In The Life Aquatic with Steve Zissou, Bill Murray stars as an egotistical underwater adventurer who has relationship issues with his wife, long-lost son, and pretty much his whole crew. Turns out, there's a lot of misery behind the movie's comedy.
While Murray was interested in reteaming with his Royal Tennenbaums director, Wes Anderson, the 54-year-old was very unhappy during the several months they spent filming on location in Italy. "I was physically and emotionally drained, not just from the work," Murray sighs. "It was a torturous experience to be away from home for that long. I hated going to work. I was so personally miserable that it was really a challenge to work every day because I was just so lonely and missed my [family] so much. It was what I imagine being in prison is like."
While most of his Zissou co-stars say they got close, Murray has a rather cynical take on the setside camaraderie. "It was like a family on the set [because] we were stuck with each other," he jokes. (Um, at least we think he's using his dry wit to kid us.) "You do bond with each other and have to look out for each other because the job is really dangerous. Making movies is far more dangerous than people ever appreciate.
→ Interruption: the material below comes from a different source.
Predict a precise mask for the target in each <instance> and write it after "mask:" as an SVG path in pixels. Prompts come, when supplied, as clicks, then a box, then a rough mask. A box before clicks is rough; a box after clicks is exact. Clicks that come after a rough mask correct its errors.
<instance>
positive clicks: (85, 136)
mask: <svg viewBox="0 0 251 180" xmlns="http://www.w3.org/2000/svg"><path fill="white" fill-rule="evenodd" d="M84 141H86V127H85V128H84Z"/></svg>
"Being at sea on a ship is even more dangerous," he continues. "We were using weapons, and things go wrong. The weather was miserable. You don't think of Italy as anything but sunny, picking a grape and laying on a hillside. But it was cold — bone cold on the water in the Mediterranean shooting at night. You got cold like nobody's business, colder than I have ever been in Chicago. I don't think I'm over it yet."
Despite his grousing, Murray at least enjoyed playing his Steve Zissou character. "He just lets it go," the actor explains. "He doesn't have any censors [telling him,] 'The next thing you say might be bad behavior and you might want to hold that back.' Bang! Out it comes. That's kind of fun to play.
"You don't get to do that in life so often," he adds. "You are supposed to obey some sort of rules of politeness or respect. We don't have time for that in the movies; we've got to move right along and see the emotion right now. It's kind of a treat to do that."